U.S. mainland Puerto Ricans anguished, unable to reach loved ones

Evelyn Carrillo, 24, (L) and Deserie Rivera, 34, pose for a photo at Café Borinquen, the Puerto Rican restaurant where they work in Plantation, Florida, U.S., September 21, 2017. Photo taken September 21, 2017. REUTERS/Bernie Woodall Evelyn Carrillo, 24, (L) and Deserie Rivera, 34, pose for a photo at Café Borinquen, the Puerto Rican restaurant where they work in Plantation, Florida, U.S., September 21, 2017. Photo taken September 21, 2017. REUTERS/Bernie Woodall

By Bernie Woodall and Stephanie Kelly

FORT LAUDERDALE, Fla./NEW YORK (Reuters) – Deserie Rivera is having difficulty sleeping at night, unable to get through to Puerto Rico to find out if her mother is safe after Hurricane Maria struck.

Rivera, a 34-year-old waitress at a Puerto Rican restaurant in the southern Florida city of Sunrise, says that she knows that she is not alone. She has many friends who also cannot reach their loved ones on the devastated island.

“I just want to hear their voices. I want to know they are OK,” Rivera said on Friday morning, desperate after three days to get word about her mother, Noemi Vazquez, 57, and the rest of her family in Vega Alta, on the hard-hit northern part of the island, where six people were confirmed dead by Friday morning.

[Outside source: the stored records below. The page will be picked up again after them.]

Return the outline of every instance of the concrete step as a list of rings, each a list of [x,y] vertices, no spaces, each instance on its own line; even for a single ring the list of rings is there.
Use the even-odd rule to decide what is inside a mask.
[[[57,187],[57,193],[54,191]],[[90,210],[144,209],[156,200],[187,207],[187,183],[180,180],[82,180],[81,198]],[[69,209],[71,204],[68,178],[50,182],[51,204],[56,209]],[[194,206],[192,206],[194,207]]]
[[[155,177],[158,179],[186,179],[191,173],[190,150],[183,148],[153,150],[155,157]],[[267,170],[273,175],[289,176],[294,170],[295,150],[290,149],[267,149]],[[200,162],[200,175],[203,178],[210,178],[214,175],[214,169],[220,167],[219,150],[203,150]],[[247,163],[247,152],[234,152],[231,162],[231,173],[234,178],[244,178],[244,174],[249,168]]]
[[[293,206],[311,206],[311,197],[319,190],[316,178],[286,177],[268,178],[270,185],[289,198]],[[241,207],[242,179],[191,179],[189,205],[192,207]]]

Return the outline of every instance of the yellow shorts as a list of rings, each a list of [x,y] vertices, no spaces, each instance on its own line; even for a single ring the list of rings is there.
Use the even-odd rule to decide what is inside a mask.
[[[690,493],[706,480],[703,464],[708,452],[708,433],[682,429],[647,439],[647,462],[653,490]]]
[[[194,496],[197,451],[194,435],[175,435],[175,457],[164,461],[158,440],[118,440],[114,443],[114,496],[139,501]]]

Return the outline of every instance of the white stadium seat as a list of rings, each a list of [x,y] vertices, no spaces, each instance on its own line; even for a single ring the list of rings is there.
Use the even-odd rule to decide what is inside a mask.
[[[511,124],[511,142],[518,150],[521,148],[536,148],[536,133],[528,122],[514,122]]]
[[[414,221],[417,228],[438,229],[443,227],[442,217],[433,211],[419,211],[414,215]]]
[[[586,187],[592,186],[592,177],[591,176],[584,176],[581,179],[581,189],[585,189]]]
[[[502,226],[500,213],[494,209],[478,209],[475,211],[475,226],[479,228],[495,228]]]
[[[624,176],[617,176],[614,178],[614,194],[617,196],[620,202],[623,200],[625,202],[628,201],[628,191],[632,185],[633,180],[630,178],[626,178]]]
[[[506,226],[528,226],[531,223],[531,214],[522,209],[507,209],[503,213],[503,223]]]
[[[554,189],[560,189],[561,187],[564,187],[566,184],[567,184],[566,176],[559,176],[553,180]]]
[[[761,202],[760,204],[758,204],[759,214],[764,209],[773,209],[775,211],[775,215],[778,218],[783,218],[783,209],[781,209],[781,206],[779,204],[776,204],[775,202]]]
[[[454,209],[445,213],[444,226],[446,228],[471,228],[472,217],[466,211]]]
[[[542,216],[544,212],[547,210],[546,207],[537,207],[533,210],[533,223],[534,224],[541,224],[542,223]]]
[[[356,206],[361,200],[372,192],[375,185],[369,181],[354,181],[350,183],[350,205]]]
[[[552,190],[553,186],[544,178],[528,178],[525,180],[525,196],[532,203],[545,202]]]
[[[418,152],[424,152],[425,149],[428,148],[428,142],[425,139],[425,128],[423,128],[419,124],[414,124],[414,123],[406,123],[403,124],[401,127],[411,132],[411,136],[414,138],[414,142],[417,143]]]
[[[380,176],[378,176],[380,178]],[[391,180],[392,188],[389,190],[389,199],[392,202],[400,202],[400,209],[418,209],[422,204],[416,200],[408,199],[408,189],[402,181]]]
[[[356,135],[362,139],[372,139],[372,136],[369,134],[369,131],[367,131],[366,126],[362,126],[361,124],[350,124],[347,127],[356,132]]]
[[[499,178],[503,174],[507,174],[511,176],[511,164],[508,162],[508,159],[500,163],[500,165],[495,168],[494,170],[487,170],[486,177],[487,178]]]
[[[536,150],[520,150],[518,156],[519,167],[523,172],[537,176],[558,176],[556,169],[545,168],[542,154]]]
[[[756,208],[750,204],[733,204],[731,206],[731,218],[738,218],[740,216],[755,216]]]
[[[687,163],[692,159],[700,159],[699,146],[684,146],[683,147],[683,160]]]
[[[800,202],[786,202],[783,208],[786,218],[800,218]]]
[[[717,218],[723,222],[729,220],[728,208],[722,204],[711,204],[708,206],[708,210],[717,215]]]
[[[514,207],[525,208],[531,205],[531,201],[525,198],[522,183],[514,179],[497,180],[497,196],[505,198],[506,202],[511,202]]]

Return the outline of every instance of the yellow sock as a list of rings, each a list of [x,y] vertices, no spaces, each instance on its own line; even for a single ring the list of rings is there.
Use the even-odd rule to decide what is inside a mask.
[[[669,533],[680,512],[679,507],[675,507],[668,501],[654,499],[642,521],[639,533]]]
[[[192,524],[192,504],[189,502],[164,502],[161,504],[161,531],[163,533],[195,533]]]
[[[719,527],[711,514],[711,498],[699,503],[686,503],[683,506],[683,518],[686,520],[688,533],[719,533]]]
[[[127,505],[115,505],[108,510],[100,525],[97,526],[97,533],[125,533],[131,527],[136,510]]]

The day after the Category 4 hurricane struck on Wednesday, more than 95 percent of wireless cell sites were not working on island, the U.S. Federal Communications Commission said. [nL2N1M2214] And nearly no one had electricity.

The communications breakdown has been painful for many of 5.17 million people living in the United States who identify as Puerto Ricans, a community that outnumbers the 3.4 million who live on the island.

Puerto Ricans live throughout the mainland United States. The New York area including New Jersey has one of the oldest communities, but in recent years, more than a third of islanders moving to the mainland have settled in Florida, a Pew Research study found.

Jorge Ortiz, the 55-year-old owner of Café Borinquen in Plantation, Florida, where Rivera works, said he feared that number of confirmed deaths will grow once communications return and roadways are cleared of downed trees and power lines.

Ortiz is one of several owners of Puerto Rican restaurants in southern Florida who have said they will collect goods to ship to Puerto Rico, part of a grassroots effort to aid those remaining on the island.

“We will keep collecting for as long as it takes, and that may be a long time,” said Ortiz.

What little Rivera has learned from Vega Alta is not all that reassuring.

“My mom’s neighbors were able to send someone I know a text message when they had just enough signal for that but not enough for a phone call,” said Rivera. “They said that they are OK, so I guess my mom is, too. But I don’t know.”

By Friday morning, some communications had been restored.

Lizette Colon, who lives in New York, was finally able to get in contact with her brother Friday morning. She said that others around her still have not heard from family members.

“It’s so emotional,” Colon said, crying. “I just want people here not to forget us.”